Justin Broadrick resurrects his FINAL project for an album of woozy, crackly murk

Over the course of forty years Justin Broadrick has covered a remarkable amount of ground, most of it grey and most of it miserable. Always challenging, usually obtuse, and on several occasions wildly influential, his work has encompassed industrial metal, grindcore, techno, post-punk, and shoegaze, as well as mutant combinations thereof. One interesting career motif has been how certain projects have been broken down and retired only to later be reborn or reconfigured. While FINAL might not be his most famed outlet it’s perhaps the best example of this cyclic, life-death-rebirth approach to music: it began as a precocious, pre-pubescent power electronics project in the early 80s, and later reemerged as a vehicle for chilly, abstracted ambience.

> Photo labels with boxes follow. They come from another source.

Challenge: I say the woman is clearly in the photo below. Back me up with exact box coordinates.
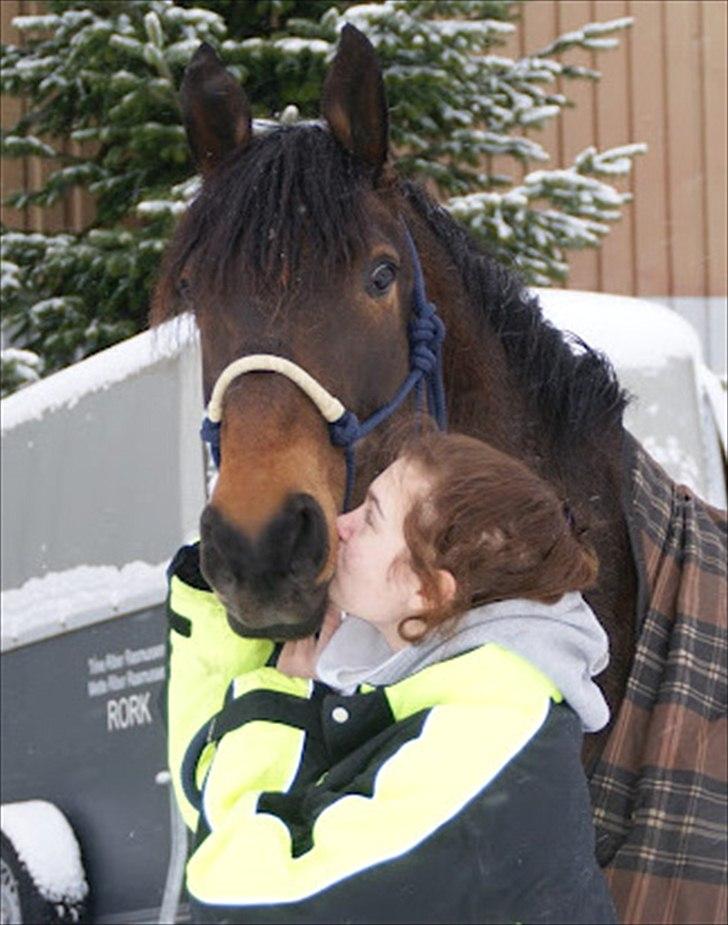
[169,433,615,923]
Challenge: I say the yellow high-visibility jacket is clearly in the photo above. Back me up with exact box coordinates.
[168,546,616,925]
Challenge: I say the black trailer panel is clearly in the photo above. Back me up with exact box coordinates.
[1,605,175,922]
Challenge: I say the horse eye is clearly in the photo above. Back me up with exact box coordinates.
[367,263,397,295]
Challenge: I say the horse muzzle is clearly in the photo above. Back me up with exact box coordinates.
[200,494,329,639]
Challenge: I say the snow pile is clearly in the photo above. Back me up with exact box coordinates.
[0,800,88,903]
[533,288,702,371]
[0,561,168,642]
[1,313,198,434]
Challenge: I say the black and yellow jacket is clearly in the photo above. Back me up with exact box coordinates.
[168,546,615,923]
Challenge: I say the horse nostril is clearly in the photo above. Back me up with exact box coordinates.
[200,505,252,592]
[268,494,329,578]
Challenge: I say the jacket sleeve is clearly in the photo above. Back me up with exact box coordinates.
[167,543,273,830]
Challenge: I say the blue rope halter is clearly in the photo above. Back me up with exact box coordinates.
[200,229,447,511]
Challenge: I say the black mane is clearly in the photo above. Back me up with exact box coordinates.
[402,182,628,449]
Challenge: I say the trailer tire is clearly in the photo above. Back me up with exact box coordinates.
[0,832,86,925]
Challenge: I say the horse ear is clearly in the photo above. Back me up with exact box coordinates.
[180,42,252,176]
[321,23,389,169]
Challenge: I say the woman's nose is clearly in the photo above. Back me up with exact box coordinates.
[336,511,356,543]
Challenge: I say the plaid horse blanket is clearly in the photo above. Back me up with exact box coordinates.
[590,435,728,925]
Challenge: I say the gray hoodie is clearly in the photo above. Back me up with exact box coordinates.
[316,592,609,732]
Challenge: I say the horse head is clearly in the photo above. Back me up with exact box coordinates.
[153,26,438,639]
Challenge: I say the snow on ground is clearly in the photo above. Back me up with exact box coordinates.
[0,314,198,434]
[0,800,88,903]
[0,561,169,648]
[533,289,703,370]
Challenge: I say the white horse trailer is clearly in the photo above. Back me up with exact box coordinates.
[1,290,726,923]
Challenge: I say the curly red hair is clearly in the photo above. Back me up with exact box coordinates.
[390,428,598,642]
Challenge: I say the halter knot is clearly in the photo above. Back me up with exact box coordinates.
[409,305,445,376]
[329,411,361,446]
[200,415,220,469]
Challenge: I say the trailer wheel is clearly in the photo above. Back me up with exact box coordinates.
[0,833,46,925]
[0,832,85,925]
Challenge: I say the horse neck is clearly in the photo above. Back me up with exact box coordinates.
[428,249,637,748]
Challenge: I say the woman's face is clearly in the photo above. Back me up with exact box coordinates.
[329,459,429,647]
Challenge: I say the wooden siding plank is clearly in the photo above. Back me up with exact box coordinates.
[629,0,671,295]
[701,0,728,296]
[594,0,637,295]
[553,0,599,290]
[662,0,706,296]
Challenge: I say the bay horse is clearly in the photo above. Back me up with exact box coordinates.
[151,25,725,922]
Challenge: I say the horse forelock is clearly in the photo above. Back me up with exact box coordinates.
[152,124,384,323]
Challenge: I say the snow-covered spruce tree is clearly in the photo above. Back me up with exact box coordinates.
[0,0,642,394]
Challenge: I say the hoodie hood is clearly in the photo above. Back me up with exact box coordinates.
[316,592,609,732]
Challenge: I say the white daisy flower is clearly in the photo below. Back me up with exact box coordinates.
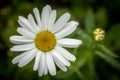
[10,5,82,76]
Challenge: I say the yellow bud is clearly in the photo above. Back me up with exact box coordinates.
[93,28,105,41]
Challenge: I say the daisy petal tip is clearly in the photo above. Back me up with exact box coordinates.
[79,40,83,45]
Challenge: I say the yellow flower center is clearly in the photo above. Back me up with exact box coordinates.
[35,31,56,52]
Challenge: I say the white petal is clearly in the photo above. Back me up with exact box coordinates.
[53,55,67,72]
[41,5,51,30]
[28,14,40,34]
[38,53,47,76]
[44,53,48,75]
[18,49,36,67]
[33,50,42,71]
[18,16,36,33]
[52,50,70,66]
[56,46,76,61]
[55,21,78,39]
[52,13,70,33]
[10,36,33,44]
[48,10,56,31]
[10,43,35,51]
[12,50,31,64]
[33,8,42,30]
[57,38,82,48]
[46,53,56,76]
[17,28,35,39]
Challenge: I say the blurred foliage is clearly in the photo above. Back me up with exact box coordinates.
[0,0,120,80]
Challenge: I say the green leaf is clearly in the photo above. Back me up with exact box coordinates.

It Comes To Us All serves as an examination of sonic and physical decay. Thematically this puts us in typically Broadrickian territory, and the blurred, crackling, pulled-apart nature of its eight untitled songs also ally them with his wider work sonically, often putting you in mind of projects like Jesu or Pale Sketcher if they were shorn of everything but their woozy melodies before being stretched endlessly out towards oblivion. This isn’t to say that Broadrick is sinking into his own self-reflective mulch as he explores deterioration and dissolution: his detached, exploratory approach is in full swing, and this probing quality means that rather than complacent immersion It Comes To Us All forces you to stay aware and alert, existing in a jangling state of low-key discomfort and unease even while you admire the art and prettiness of it all.

The album opens with a woozy, squelching, deconstructed poppiness, elsewhere treating you to the sound of corroding wind chimes taunting an insomniac and the sensation that you’re slowly, calmly drowning in water that’s precisely heated to match your own body temperature. It’s the album’s second track, though, that perhaps has the most startling psychic effect: it’s like being separated from your corporeal form and before being sluiced down a sterile tube towards something vast and unknowable, all the while wondering whether you’re going to land in some bright, pure, sanctified afterlife or are simply continuing the slide down a lifelong garbage chute that takes you from one enervating shitpit to the next. 

The album fits seamlessly with the rest of FINAL’s post-2000 oeuvre, as well as the wider collage of Broadrick’s wider work. As a standalone ambient artefact it’s also a resounding – if disquieting – success: in Eno-esque terms a sort of Music For The Endless Time You Spend In A Care Home Watching Someone You Love Slowly Die.